By Ian Ross
A northern pioneer in distance learning is installing a new telecommunications system to better deliver its programs and courses to small and remote northern communities.
Gisèle Chrétien, president of Sudbury's Collège Boréal, says the overhaul of their six-year-old analogue-based network in favour of Internet Protocol (IP) technology was necessary for much smoother and better quality videoconferencing, as well as to improve access to broadband networks for multimedia applications.
In November, Northern Ontario Heritage Fund provided more than $1.2 million to assist Collège Boréal and its long-time telecommunications partner, Contact North, in upgrading their telecommunications systems as part of a larger $3-million investment by various federal, provincial and private-sector contributors.
The improvements will start this winter at 39 videoconferencing sites in 26 communities to increase access, reduce delivery costs and provide a compatible interfacing with other videoconferencing terminals and e-learning providers.
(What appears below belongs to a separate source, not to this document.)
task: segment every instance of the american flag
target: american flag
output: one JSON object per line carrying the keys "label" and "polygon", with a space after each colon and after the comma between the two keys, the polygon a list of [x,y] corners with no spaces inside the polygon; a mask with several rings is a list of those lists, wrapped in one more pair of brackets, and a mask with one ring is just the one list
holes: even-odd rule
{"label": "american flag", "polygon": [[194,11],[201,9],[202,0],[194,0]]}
The innovative system blends Internet capabilities with the videoconferencing system and offers a more flexible tool to deliver both educational and workforce training programs.
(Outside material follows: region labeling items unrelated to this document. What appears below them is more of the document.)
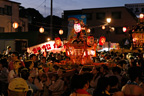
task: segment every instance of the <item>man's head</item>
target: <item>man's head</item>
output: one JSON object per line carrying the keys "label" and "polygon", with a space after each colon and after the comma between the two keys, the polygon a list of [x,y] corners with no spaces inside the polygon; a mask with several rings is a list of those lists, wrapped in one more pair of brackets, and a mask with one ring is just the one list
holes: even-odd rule
{"label": "man's head", "polygon": [[27,82],[22,78],[14,78],[8,86],[8,96],[26,96]]}

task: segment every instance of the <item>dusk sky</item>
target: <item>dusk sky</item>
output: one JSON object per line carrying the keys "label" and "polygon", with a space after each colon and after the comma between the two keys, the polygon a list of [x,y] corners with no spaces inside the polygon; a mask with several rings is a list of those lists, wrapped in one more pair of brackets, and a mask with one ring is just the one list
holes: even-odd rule
{"label": "dusk sky", "polygon": [[[51,0],[11,0],[25,8],[35,8],[44,17],[50,15]],[[144,0],[53,0],[53,15],[61,17],[64,10],[86,8],[117,7],[131,3],[144,3]]]}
With this new technology, distance-learning students enrolled in the college's human services, business and secretarial programs will notice a "close-to-TV picture resolution with much better utilization of how we can use computer applications at a distance," Chrétien says.
Larger video screens, she says, should create a more comfortable and classroom-inspired setting.
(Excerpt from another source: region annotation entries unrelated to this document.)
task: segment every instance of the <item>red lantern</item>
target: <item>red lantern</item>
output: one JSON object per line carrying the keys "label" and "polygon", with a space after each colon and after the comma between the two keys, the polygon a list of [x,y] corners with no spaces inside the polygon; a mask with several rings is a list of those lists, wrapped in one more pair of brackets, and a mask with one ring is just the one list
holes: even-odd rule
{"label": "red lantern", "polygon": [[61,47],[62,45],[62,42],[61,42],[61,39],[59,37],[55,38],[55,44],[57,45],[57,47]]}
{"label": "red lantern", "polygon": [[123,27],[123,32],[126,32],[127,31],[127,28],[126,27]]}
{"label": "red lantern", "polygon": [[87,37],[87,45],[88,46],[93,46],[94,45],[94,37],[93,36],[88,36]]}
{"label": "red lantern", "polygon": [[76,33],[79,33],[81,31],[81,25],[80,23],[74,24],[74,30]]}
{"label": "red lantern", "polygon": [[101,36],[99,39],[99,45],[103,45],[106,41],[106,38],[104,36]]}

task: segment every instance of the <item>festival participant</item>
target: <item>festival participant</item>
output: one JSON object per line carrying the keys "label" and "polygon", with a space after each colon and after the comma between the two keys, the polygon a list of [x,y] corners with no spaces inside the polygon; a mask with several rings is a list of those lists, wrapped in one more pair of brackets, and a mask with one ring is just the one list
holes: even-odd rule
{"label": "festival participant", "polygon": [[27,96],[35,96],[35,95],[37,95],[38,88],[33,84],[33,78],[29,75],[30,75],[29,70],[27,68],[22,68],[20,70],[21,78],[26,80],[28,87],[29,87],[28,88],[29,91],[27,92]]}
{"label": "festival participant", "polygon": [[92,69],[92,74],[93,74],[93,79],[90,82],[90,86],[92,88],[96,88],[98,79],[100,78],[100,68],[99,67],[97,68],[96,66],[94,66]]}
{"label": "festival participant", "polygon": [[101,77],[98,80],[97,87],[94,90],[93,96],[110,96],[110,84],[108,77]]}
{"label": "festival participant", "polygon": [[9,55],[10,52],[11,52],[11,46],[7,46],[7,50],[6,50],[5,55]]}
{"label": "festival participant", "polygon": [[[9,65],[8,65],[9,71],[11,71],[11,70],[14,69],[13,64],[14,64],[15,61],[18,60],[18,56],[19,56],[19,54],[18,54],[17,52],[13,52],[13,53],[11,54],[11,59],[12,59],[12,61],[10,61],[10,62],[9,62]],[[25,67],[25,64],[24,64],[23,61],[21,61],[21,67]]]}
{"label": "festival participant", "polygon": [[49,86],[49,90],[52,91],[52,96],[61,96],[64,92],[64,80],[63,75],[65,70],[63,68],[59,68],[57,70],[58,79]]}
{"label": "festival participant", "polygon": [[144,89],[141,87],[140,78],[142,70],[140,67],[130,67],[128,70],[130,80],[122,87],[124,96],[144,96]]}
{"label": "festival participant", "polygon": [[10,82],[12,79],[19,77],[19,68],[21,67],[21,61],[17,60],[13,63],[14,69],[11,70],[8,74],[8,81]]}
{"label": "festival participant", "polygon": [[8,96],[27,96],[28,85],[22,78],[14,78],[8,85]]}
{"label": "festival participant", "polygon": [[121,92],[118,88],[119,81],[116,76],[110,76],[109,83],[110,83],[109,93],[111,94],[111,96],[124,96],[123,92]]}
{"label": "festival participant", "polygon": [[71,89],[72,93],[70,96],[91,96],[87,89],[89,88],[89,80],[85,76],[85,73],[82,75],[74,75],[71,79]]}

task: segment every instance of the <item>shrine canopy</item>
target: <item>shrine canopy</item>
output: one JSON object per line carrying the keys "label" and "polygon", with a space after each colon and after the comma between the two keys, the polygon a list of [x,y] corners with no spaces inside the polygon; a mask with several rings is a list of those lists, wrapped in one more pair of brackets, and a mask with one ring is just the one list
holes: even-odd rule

"What this new network will provide us with is opportunities to do more multimedia stuff which will be another method of program delivery."
The college was wrapping up negotiations in January with an undisclosed telecommunications vendor for the technology.
So as not to interrupt their academic year across the north, the system will be installed incrementally beginning with their Sturgeon Falls site and finishing up at the rest of their Northern Ontario locations by May or June.
Approximately 300 full-time students registered at Collège Boréal are served at a distance, about 20 per cent of the student population.
The college is now in discussions with the Ministry of Education to develop a number of online courses to offer students greater flexibility.
Their online-development department has plans to design six courses per semester to extend the college's reach into southern Ontario as a member of the Canadian Virtual College network.
Chretien says the virtual classroom does not eliminate face-to-face teaching "but there's certainly a lot of enrolment potential with non-traditional methods. That's why it's important to get into that component because it attracts more students and helps some of the (existing campus population) have a better understanding of technology if we can provide them with some courses to have that flexibility as well."